Abandon the Orderly House
In the introduction to Abandon the Orderly House (Armored Pup), A.W. Regets writes, “Week after week I step into the pulpit afraid to break an already bruised reed, remembering how many griefs, fears, and conflicting emotions are carried into the sanctuary. But somehow, some way, Jesus continues to work through my feeble attempts at grace.”
Reading that, right away I knew this collection of sermons would be good news for me. Maybe for you, too.
Good news. This familiar term—always at risk of being overused—kept returning to me as I made my way through this book. Whether preaching from the Old Testament or from the Gospels, Regets returns time and again to affirmations that the God we worship is a God who enters in, who rescues, who loves.
In a personally vulnerable sermon drawing on a passage from the book of Job, Regets writes, “In the midst of my grief, I didn’t want a God who is generically kind but unmoved by my suffering.” Rather, he says, “I wanted to know that God was as mad as I was.”

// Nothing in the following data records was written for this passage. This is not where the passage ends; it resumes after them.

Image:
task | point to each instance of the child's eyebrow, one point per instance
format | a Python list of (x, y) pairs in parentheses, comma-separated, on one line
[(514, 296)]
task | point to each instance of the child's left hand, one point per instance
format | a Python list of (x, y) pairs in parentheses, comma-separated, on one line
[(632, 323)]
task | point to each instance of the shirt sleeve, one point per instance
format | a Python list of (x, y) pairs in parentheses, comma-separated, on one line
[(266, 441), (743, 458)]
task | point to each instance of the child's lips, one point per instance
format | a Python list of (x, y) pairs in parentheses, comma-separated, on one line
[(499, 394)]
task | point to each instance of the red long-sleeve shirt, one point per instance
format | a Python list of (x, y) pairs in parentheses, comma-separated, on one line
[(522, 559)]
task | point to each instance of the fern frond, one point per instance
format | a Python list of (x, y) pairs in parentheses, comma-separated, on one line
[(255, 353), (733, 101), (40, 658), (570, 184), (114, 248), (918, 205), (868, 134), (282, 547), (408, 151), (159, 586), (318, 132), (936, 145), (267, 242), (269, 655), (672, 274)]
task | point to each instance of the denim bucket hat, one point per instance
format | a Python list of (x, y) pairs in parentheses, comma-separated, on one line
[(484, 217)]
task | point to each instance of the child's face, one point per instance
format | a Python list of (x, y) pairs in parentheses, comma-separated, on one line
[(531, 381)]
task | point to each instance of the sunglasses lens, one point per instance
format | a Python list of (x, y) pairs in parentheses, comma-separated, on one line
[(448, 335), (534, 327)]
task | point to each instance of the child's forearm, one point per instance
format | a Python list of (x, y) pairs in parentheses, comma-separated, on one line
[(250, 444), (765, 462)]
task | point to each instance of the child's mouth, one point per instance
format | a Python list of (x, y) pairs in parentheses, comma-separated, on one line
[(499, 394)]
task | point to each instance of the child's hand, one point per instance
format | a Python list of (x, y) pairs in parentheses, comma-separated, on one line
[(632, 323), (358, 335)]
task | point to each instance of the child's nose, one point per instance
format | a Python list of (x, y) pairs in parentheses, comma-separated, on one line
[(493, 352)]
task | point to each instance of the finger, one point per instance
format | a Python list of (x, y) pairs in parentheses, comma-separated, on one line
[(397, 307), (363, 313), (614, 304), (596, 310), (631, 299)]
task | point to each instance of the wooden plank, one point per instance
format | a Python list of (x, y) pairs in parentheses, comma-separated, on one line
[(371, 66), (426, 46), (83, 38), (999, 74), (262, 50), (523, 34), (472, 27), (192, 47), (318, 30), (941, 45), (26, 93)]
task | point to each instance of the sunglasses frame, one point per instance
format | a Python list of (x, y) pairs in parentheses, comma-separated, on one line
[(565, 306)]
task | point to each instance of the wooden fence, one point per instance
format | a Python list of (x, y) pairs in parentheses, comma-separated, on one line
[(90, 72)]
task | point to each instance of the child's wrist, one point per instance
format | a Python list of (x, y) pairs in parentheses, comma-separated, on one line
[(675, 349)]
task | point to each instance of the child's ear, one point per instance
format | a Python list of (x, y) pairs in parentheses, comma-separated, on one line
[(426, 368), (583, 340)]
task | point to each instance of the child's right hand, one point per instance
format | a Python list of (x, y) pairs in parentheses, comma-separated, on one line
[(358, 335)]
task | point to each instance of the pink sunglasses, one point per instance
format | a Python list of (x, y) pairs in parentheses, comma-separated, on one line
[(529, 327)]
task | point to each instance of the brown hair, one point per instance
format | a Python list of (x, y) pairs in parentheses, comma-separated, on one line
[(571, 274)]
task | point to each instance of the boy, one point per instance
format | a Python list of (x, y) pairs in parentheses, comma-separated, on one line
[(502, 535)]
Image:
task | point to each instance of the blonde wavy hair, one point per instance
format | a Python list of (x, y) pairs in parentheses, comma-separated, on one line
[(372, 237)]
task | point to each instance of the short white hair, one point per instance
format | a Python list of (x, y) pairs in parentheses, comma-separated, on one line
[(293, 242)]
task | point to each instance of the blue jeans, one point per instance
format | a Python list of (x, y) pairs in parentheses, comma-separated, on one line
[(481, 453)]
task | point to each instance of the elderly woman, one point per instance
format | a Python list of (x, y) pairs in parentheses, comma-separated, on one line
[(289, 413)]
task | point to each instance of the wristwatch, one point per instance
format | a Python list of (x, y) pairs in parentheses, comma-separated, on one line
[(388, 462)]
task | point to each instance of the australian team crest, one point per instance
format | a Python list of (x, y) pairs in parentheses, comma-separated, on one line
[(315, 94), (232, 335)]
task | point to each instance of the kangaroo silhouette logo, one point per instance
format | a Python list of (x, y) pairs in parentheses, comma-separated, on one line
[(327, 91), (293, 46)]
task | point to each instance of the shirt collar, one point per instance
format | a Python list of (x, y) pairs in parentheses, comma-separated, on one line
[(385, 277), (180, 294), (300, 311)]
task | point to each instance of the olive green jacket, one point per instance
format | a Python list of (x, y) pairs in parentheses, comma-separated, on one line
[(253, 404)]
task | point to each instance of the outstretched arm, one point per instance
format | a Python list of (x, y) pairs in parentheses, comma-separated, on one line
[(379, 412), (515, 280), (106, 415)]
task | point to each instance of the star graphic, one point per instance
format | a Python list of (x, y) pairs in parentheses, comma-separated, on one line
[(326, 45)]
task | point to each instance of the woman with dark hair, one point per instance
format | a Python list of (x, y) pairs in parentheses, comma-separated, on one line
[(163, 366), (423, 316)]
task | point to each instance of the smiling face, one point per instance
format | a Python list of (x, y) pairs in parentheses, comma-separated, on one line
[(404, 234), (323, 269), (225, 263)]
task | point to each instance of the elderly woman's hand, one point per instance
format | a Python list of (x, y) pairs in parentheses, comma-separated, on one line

We don’t always get what we want when we pray to God in the midst of suffering. Relief doesn’t always come when we want it, or how. But the God who is love is not, as Regets reminds us, “generically kind.” He is Immanuel, God with us. He is not idle, nor is he powerless. He has dirt under his fingernails. He is restoring and healing what’s broken, even now.
“And the good news,” Regets writes, “is that he won’t stop until the heavens and the earth are made new. He won’t stop until every wrong is made right. And he won’t stop until every death has sprung from the ground in resurrection life.”